A música popular brasileira é um assunto que vira e mexe o diretor Miguel Faria Jr. gosta de abordar de alguma forma em seus filmes. Do musical (“Para viver um grande amor”) ao documentário biográfico (“Vinicíus”, “Chico Brasileiro”), o cineasta demonstrou o seu apreço pelo cancioneiro nacional. Dentro de tal temática, entretanto, é curioso observar que seu melhor filme é justamente “Stelinha” (1990), obra ficcional a narrar a decadência artística e existencial de uma cantora brasileira da “velha guarda” do samba-canção. Por vezes a encenação e o roteiro caem em excessos melodramáticos que resvalam no brega, mas o filme de Faria Jr. acaba se mostrando memorável em alguns detalhes estéticos e temáticos trabalhados com convicção e sensibilidade. Com uma trama situada no final dos anos 80, a produção consegue oferecer um panorama intenso e algo cruel sobre a indústria da música, em que artistas e suas obras são tratados como meros produtos – a grande questão é saber se conseguem se adequar ao gosto efêmero do público e se ainda são vendáveis. Se a narrativa começa como uma abordagem naturalista, com o seu desenrolar “Stelinha” vai ganhando cada vez um caráter mais simbolista, por vezes quase delirante, em atmosferas de sordidez que ganham cada vez mais um caráter de pesadelo. A atuação over de Ester Góes no papel-título e os números músicas estilizados acentuam essa impressão de onirismo perturbador do filme.
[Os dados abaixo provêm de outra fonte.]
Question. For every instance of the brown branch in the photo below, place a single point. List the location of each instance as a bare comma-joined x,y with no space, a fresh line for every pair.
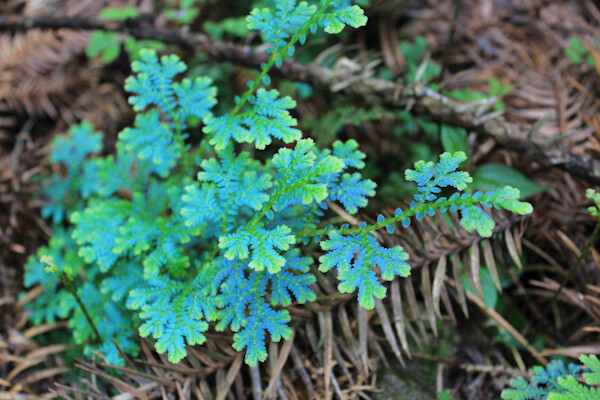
419,99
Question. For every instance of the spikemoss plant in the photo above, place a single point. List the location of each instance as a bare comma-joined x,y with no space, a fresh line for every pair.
170,238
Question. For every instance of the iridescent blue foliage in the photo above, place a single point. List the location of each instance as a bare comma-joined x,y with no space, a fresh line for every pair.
170,254
556,381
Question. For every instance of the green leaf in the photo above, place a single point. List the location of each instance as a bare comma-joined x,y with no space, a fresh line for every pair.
454,139
491,176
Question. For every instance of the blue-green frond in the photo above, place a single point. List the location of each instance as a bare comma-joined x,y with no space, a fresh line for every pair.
111,319
342,15
153,85
174,313
72,149
352,191
153,82
97,230
252,336
239,180
348,152
355,257
431,177
261,245
277,26
268,118
293,280
195,98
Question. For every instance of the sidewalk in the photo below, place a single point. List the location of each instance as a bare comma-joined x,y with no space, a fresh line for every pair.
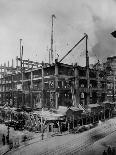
4,149
37,138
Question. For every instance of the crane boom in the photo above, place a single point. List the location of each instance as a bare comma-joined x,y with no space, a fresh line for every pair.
85,36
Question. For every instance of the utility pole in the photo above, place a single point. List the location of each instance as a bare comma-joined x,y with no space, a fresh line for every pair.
87,73
53,16
21,58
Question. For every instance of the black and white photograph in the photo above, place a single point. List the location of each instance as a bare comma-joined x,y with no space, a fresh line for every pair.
57,77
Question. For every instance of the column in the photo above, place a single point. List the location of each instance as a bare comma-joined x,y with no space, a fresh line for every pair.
56,83
76,86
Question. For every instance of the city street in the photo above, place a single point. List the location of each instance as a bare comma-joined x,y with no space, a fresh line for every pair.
68,144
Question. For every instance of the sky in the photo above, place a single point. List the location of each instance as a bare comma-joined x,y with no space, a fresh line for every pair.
30,20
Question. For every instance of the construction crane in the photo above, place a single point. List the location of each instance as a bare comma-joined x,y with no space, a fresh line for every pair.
85,36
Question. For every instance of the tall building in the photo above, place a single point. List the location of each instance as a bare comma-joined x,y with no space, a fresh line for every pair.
51,85
110,66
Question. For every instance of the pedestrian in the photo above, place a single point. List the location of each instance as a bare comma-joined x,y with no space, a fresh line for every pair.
113,151
104,153
7,139
109,150
3,139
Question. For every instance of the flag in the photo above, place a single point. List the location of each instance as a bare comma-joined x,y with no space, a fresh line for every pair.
113,34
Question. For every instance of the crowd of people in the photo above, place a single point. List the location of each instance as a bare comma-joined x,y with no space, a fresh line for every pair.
109,151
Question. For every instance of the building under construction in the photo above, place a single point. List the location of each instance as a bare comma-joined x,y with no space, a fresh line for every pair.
50,85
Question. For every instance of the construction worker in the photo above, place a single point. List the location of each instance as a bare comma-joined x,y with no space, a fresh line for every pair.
3,139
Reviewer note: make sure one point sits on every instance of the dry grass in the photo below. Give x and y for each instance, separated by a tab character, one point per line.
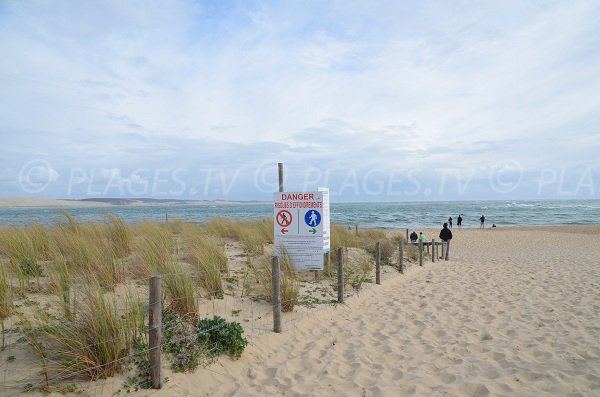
94	341
154	247
105	257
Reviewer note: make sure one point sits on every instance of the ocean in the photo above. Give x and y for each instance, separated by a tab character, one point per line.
383	215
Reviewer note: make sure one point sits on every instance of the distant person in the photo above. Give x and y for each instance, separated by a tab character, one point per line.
414	237
445	233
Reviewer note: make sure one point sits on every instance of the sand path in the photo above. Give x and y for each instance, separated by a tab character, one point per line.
514	313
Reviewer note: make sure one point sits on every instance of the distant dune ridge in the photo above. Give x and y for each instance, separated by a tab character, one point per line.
514	312
22	202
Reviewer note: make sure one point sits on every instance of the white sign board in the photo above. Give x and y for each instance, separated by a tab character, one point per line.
326	220
298	228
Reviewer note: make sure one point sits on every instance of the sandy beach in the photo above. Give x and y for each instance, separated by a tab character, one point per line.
514	312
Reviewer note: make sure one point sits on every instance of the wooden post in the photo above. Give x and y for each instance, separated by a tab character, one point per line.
280	170
378	263
154	332
401	261
341	275
276	296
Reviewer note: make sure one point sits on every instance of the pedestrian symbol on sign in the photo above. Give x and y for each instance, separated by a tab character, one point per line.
312	218
284	218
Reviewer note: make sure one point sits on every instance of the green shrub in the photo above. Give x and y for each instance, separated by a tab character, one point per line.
221	336
180	341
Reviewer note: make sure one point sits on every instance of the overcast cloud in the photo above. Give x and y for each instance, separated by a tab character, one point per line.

quinta-feira, novembro 01, 2018

Fala comigo, de Felipe Sholl ***


Em termos de roteiro e encenação, “Fala comigo” (2016) é uma obra que de maneira constante flerta com o convencional, ainda que a sua narrativa seja envolvente para o espectador e em algumas passagens a trama apresente um teor mais libertário. Ou seja, não chegaria a ser algo de especialmente memorável. O que dá ao filme do diretor Felipe Sholl uma certa transcendência artística e o cola no nosso imaginário é a atuação monumental de Karine Teles no papel de uma maníaca-depressiva quarentona que se envolve romanticamente com um adolescente. Os grandes momentos dramáticos da produção, e mesmo os cômicos, ficam concentrados nas notáveis nuances de interpretação de Teles, que constrói uma personagem que varia de forma admirável entre o obsessivo, o sensual e o carismático. Ela ajuda a dar consistência criativa e empatia para os momentos mais cruciais do filme, principalmente nas intensas sequências eróticas e nas cenas com foco em diálogos espirituosos e irônicos. E esse desempenho da atriz não se trata de um acerto pontual em sua carreira, pois ela se mostrou ainda mais brilhante em “Benzinho” (2018).